Distribution of pairwise Bray–Curtis dissimilarity for amplicon sequence variant (ASV) compositions among the nine Japanese lakes. Each point represents the dissimilarity between a pair of the samples, and their distribution is represented by a boxplot for each lineage. Note that dissimilarity is 1 when there are no shared ASVs between two samples, and thus many points are concentrated on the top of the boxes. The original pairwise dissimilarity matrices are available in Fig. S3. Note that acI-C2 comprised two different operational taxonomic units that were specific to the epilimnion (acI-C2-e) and hypolimnion (acI-C2-h), respectively

A previous MAG-based analysis demonstrated that at least three species-level (ANI > 95%) clusters exist within CL500-11: MAGs from Lake Biwa, Lake Michigan, and the Caspian Sea were distinct (ANI < 95%) from each other, while those from Lake Zurich were found in both the Lake Michigan and Caspian Sea clusters [43]. The finding that MAGs from Europe and North America shared ANI > 95% seems contrasting to our finding that CL500-11 populations from different continents (Japan and Europe) were genetically distant from each other. Indeed, the 16S rRNA gene and ITS sequence of the MAG from Lake Michigan [75] were identical to the European ASV in the present study (Fig. 3), further supporting their intercontinental genetic connectivity between Europe and North America. However, more information is required to draw a firm conclusion about their global-scale microdiversity and phylogeographic patterns, as evidence of unobserved sequence diversity has been found among the CL500-11 lineage. The ITS sequence of a CL500-11 MAG collected in Lake Zurich in May 2013 [43] was not identical to our European ASV (Fig. 3), despite the sequence of the MAG containing complete matches to the primers used in the present study. In North America, two full-length 16S rRNA gene sequences of CL500-11 were retrieved from Crater Lake (accession number = AF316759) [76] and Yellowstone Lake (HM446117) [77], and both exhibited 5 bp mismatches or gaps compared to the European ASV and to MAGs from Lake Michigan and Lake Zurich (Fig. 4). Moreover, three partial 16S rRNA gene sequences with at least one mismatch relative to our European ASV were detected in other European perialpine lakes (Lakes Annecy, Bourget, and Geneva) [78] (see Figure S10 in Okazaki et al. [38]). We should note that the number of reads assigned to CL500-11 was considerably lower in European lakes (379 reads) than in Japanese lakes (5705 reads) due to uneven sample number and sequencing throughput between the two regions (Fig. 5 and Supplementary Dataset). Thus, it is possible that rare sequence types of CL500-11 in European lakes could not be detected in our analysis due to insufficient data. These findings indicate that the vast sequence space of the CL500-11 lineage remains underexplored both spatially and temporally.

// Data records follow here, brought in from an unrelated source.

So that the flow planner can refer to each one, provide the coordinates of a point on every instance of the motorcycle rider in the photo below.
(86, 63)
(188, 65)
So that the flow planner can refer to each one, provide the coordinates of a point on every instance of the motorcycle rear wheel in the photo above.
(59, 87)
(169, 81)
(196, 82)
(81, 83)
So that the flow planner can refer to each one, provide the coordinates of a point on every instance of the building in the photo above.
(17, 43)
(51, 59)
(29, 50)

Comparison of diversification patterns among lineages

In contrast to the limited diversification of CL500-11 among Japanese lakes, Iluma-A2 and acI-A1 represented the opposite extreme, as their population compositions were unique for most lakes (Figs. 6, S2, and S3). Other dominant lineages exhibited intermediate degrees of diversification (Fig. 6). The wide degree of diversification among lineages may be due to differences in dispersal characteristics, such as the likelihood of aerosolization [79, 80]. Alternatively, the extent of diversification may reflect an ecological strategy of a lineage to exploit its genomic diversity. That is, lineages with relatively uniform population compositions among lakes (e.g., CL500-11) may harbor a few widespread genotypes that can dominate a broad range of habitats, whereas highly diversified lineages (e.g., Iluma-A2 and acI-A1) may be composed of many specialist genotypes that collectively colonize a wide range of environments. The latter case assumes partitioning of functional capabilities among genotypes within a lineage to minimize the amount of genetic material required per cell in a given niche [14, 41, 81]. Indeed, a high degree of microdiversification, mainly related to carbon metabolism, was reported among closely related acI-A1 strains with 100% identical 16S rRNA gene sequences, and even within the ANI > 95% species boundary (e.g., “Ca. Planktophila versatilis” and “Ca. Planktophila dulcis”) [39]. The microdiversity and ecological strategies underlying the ubiquity of freshwater bacterioplankton lineages are worth further exploration. The key step in such research is linking the 16S rRNA gene and ITS sequences with genomic and functional diversity, which requires assembly of high-quality genomes (i.e., those including the rRNA operon) that may be obtained through cultivation-based approaches [39, 41, 42] or long-read shotgun metagenome sequencing [82].

Finally, we note that genomic variation can exist even among cells with identical ITS sequences [15, 83, 84]. For example, the dominance of ASV_7 (the LD12 lineage) in both Lake Zurich and Japanese lakes (Fig. S2 and Supplementary Dataset) may have resulted from a shared ITS sequence among different genotypes, given the overall pattern of genetic disconnection between Japan and Europe (Fig. 5). Similarly, the unexpectedly low degree of diversification among CL500-11 sequences in Japanese lakes (Figs. 6 and S3) might be attributable to the inability to detect their genomic diversity using ITS sequences. Our method can detect differences in genotypes but cannot conclusively show homogeneity among them, and the latter characteristic remains to be tested in future works using genome-resolved approaches.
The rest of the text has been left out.